JOHANNESBURG, South Africa — South Sudanese militias fired on two U.S. military aircraft Saturday, wounding four U.S. servicemen, one of them critically, according to American military officials.
The two planes were headed to Bor, north of the capital Juba, the main town in the eastern state of Jonglei, which is under the control of a rebel military faction associated with sacked vice president Riek Machar.
Intense fighting has been going on in the region as South Sudan's army struggles to take back the town.
South Sudan is spiraling dangerously toward civil war, with the army losing its grip on key regions, as the military splits and defectors seize control of key areas.
An army division loyal to Gen. James Koang in the main oil-producing region, Unity state, mutinied Friday. Koang later declared himself governor of the state, according to independent local Radio Tamazuj. Fighting ignited in other parts of the north, the station reported.
The country appears to be splitting along ethnic lines in a confrontation between President Salva Kiir and Machar, whom he dismissed, with the entire cabinet, in July. Kiir, of the Dinka ethnic group, has accused Machar, a Nuer, of launching a coup.
Machar accused Kiir of stirring ethnic tensions and denied the coup accusation, but in recent days Machar has appeared to be in open rebellion, with reports that rebel generals in Jonglei and Unity states are under his command.
The two American planes were on a mission Saturday to evacuate American citizens, according to a statement from the U.S. military African command, but were fired on as they made their approach. The planes were forced to abort the rescue mission, turned back and flew to Uganda.
"We can confirm that four U.S. service members were injured today from gunfire directed at their aircraft in South Sudan. The aircraft was participating in a mission to evacuate American citizens in Bor,” the statement said.
The aircraft diverted to Kampala, the Ugandan capital, the Associated Press reported.
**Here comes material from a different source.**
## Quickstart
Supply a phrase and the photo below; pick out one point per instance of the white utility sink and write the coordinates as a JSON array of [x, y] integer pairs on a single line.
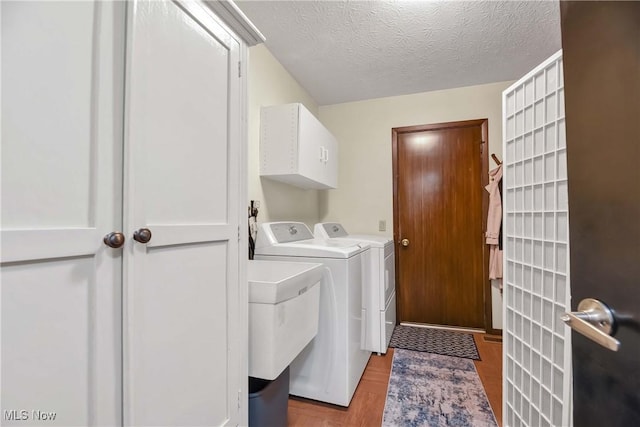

The servicemen, one reported to be in a critical condition, were then flown to Nairobi, Kenya, for treatment.
There were no details on how many Americans were being evacuated, who they were and whether a further rescue effort would be made later.
"We will continue to monitor the situation on the ground in order to assess future possibilities for [evacuation] flights from South Sudan," the embassy said.
China National Petrolem Company is also evacuating hundreds of oil workers.
In recent days, 2,000 youths of the Nuer ethnicity associated with Machar attacked a U.N. compound in Akobo, in Jonglei state, killing two Indian peacekeepers and more than 20 civilians, mainly of Dinka ethnicity, who had taken refuge there.
U.N. peacekeepers are evacuating staff from several bases in Jonglei state as a result, leaving citizens under the protection of the South Sudanese army, according to local media.